Source: http://ftp.sunet.se/pub/etext/ota/public/dicts/1192/
------------------------------------------------------------------------
OXFORD TEXT ARCHIVE
MACHINE-READABLE DICTIONARIES revised Jul 1993
------------------------------------------------------------------------
0. Introduction
The Oxford Text Archive has for several years maintained copies of
several machine-readable dictionaries along with its extensive (if
unsystematic) collections of other machine-readable texts. This
document gives some further details of the various dictionaries
available, and summarises the conditions under which copies of them
are currently distributed.
The Oxford Text Archive Shortlist (available on request via electronic
mail and by FTP) gives up to date brief details of all texts held in
the Archive. Send electronic mail to ARCHIVE@VAX.OXFORD.AC.UK. For
anonymous FTP, look in the directory ota on ota.ox.ac.uk (129.67.1.165)
In the following extract from the shortlist, *** indicates that
more detail is given below.
English ============
***U-1192-E The CED Prolog Factbase.
-----------------------------------------------------------------------------
2.1 Text no 1192: The CED Prolog Fact Base
We are currently able to distribute all or parts of a set of Prolog facts
derived from the first published edition of Collins dictionary by a team
headed by Ed Fox and Robert France at Virginia Tech as a part of the CODER
project. (see E.A. Fox 'Development of the CODER system', Information
Processing and Management 23:4, 1987). The text was originally produced as
part of an MS Thesis by Robert C. Wohlwend.
It consists of 20 files, one for each relation identified in the structure
of the dictionary, and a smaller number of files of statistics gathered
from the full text. Each relation file consists of ground facts in
Edinburgh standard Prolog syntax, one fact per line. In each case (except
for the headword relation which has no accompanying data), the facts are of
the form name(descriptor,data) where name identifies the relation,
descriptor specifies both the associated entry and the depth within it at
which the fact is bound, and data represents the data stored for that
information. A full description of each relation is given in Fox et al,
"Building the CODER Lexicon" (Technical Report TR-86-23, Virginia Tech
Department of Computer Science.
There follows the first few lines of each of the relation files, together
with a brief description of its content. Brief documentation is also
supplied with the text.
relations/category :- 28492 lines: indicating domain, register or region.

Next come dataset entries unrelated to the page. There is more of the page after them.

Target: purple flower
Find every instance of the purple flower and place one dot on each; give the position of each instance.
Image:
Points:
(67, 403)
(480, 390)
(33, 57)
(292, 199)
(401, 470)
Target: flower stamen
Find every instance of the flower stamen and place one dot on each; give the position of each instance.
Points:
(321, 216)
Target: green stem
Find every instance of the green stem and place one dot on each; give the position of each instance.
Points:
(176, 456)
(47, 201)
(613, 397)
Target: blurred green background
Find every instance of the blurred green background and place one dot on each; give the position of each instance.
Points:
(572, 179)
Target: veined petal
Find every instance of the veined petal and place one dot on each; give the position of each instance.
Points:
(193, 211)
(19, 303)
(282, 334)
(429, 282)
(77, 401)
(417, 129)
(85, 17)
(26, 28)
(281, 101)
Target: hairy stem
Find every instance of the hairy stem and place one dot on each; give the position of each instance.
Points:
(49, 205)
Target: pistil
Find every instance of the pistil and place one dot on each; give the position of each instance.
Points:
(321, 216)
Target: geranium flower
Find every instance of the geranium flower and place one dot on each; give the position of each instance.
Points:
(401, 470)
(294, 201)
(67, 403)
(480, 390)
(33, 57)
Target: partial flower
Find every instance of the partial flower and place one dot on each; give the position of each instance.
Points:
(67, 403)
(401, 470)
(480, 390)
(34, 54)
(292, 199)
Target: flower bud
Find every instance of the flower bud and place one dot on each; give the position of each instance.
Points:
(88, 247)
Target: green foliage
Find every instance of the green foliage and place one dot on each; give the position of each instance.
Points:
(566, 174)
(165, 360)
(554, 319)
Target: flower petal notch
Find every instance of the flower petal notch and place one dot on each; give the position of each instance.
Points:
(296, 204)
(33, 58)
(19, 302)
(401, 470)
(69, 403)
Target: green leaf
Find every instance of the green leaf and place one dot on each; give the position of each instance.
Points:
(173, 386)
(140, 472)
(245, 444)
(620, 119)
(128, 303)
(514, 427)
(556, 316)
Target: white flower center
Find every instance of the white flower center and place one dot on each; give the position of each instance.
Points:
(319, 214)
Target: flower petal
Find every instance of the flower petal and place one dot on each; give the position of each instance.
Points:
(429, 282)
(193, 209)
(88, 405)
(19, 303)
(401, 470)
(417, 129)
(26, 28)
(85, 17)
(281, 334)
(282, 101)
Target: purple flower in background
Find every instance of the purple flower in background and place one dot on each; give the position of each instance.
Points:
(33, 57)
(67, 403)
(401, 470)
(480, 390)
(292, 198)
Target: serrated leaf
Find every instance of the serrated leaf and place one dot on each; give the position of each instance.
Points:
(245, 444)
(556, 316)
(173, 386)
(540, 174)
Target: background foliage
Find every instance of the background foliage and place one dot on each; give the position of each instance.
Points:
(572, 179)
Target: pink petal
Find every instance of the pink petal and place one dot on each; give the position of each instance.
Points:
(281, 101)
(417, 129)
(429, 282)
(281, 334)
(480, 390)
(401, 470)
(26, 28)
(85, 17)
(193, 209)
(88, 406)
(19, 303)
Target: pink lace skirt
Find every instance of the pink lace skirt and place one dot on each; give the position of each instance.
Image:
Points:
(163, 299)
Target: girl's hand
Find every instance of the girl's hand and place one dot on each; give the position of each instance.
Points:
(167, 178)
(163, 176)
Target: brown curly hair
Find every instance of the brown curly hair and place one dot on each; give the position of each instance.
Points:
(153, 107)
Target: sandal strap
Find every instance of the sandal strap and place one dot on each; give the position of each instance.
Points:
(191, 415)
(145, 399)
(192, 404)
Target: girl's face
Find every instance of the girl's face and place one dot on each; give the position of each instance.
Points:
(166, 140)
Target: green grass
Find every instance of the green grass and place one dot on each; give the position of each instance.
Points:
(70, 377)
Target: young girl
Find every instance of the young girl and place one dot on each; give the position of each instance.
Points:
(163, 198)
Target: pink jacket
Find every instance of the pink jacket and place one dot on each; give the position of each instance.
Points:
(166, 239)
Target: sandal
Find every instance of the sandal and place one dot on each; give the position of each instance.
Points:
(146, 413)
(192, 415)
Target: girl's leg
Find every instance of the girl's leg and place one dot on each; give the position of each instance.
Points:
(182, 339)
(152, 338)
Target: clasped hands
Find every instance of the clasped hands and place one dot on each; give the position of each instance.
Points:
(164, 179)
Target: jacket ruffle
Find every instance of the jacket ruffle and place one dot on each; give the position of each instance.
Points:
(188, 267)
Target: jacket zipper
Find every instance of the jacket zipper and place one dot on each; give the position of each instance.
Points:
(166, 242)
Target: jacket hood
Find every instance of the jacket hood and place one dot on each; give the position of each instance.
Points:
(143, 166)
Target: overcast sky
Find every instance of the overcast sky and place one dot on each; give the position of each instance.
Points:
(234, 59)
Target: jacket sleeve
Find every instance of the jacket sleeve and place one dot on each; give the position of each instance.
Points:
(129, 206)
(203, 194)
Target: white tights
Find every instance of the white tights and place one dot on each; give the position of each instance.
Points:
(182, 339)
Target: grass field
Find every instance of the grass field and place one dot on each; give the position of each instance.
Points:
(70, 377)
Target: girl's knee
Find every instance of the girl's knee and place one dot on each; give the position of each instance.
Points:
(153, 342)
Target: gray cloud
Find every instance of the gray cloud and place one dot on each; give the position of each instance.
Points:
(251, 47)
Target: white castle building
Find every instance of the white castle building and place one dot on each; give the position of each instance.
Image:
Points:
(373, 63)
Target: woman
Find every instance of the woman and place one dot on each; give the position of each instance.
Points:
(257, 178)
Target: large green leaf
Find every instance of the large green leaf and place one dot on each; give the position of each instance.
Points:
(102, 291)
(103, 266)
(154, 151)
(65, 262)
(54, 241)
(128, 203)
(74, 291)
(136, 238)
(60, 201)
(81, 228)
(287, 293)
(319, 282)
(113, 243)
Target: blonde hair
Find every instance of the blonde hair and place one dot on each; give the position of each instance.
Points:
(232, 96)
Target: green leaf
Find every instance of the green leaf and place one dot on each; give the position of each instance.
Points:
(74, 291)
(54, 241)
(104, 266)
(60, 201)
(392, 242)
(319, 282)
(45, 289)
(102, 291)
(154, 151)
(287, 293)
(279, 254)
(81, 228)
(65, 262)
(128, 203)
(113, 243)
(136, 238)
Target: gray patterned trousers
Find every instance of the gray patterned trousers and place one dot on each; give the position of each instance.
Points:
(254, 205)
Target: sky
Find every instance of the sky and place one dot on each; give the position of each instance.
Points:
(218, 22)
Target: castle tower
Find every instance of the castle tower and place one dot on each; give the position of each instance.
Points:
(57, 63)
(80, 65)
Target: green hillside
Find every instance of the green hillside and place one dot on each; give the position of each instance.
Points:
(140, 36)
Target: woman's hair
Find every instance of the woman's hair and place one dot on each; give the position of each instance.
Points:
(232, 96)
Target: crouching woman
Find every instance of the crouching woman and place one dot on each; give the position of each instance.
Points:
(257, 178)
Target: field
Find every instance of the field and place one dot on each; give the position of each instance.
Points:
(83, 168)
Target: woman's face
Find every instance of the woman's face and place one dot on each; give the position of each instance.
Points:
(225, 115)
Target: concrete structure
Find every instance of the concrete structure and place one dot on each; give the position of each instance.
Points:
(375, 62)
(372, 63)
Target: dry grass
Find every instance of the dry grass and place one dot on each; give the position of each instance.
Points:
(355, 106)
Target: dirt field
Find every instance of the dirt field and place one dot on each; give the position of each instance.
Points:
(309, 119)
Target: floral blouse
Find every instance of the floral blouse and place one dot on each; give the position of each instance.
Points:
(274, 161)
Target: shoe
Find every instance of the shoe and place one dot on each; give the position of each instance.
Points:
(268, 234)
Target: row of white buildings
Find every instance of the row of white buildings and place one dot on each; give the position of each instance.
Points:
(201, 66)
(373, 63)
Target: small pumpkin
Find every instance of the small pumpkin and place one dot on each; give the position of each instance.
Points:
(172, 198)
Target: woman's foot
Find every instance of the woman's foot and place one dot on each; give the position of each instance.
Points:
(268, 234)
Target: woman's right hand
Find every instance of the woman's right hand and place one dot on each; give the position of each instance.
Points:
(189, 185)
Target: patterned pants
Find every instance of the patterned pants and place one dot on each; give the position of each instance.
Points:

c_CATEGORY([ "-bashing",1,2,1 ], informal ).
c_CATEGORY([ "-bashing",1,2,1 ], slang ).
c_CATEGORY([ "-eme",1,1,1 ], linguistics ).
c_CATEGORY([ "-ish",1,1,2 ], often_derogatory ).
c_CATEGORY([ "-ium",1,0,1 ], sometimes ).
c_CATEGORY([ "-ji",1,0,1 ], indian ).
relations/abbrev :- 551 abbreviations
c_ABBREV([ "Alabama",1,1,1 ], "(with zip code)AL" ).
c_ABBREV([ "Alabama",1,1,1 ], "Ala|" ).
c_ABBREV([ "Alaska",1,1,1 ], "(with zip code)AK" ).
c_ABBREV([ "Alaska",1,1,1 ], "Alas|" ).
c_ABBREV([ "Alberta",1,1,1 ], "Alta|" ).
c_ABBREV([ "American Indian Movement",1,1,1 ], "AIM|" ).
relations/also.called :- 5342 alternate lexemes
c_ALSO_CALLED([ "-ine",2,1,2 ], "-in" ).
c_ALSO_CALLED([ "-wise",1,1,1 ], "-ways" ).
c_ALSO_CALLED([ "A",1,1,8 ], "at" ).
c_ALSO_CALLED([ "ACTH",1,1,1 ], "corticotropin" ).
c_ALSO_CALLED([ "Aborigine",1,1,1 ], "native Australian").
c_ALSO_CALLED([ "Abu Simbel",1,1,1 ], "Ipsambul" ).
relations/def.num :- 172944 lines : number of blocks in definition text
c_DEF_NUM([ "'elan vital",1,1,1 ], 2 ).
c_DEF_NUM([ "'em",1,1,1 ], 1 ).
c_DEF_NUM([ "'eminence grise",1,1,1 ], 1 ).
c_DEF_NUM([ "'epatant",1,1,1 ], 1 ).
c_DEF_NUM([ "'Alborg",1,1,1 ], 1 ).
relations/headword :- 83896 headwords
c_HEADWORD([ "'A",1 ]).
c_HEADWORD([ "'Abo",1 ]).
c_HEADWORD([ "'Aland Islands",1 ]).
c_HEADWORD([ "'Alborg",1 ]).
c_HEADWORD([ "'Alesund",1 ]).
relations/irreg.verb :- 2522 irregular verb forms
c_IRREGULAR([ "Crescendo",1 ], "doed" ).
c_IRREGULAR([ "Frenchify",1 ], "fied" ).
c_IRREGULAR([ "Frenchify",1 ], "fying" ).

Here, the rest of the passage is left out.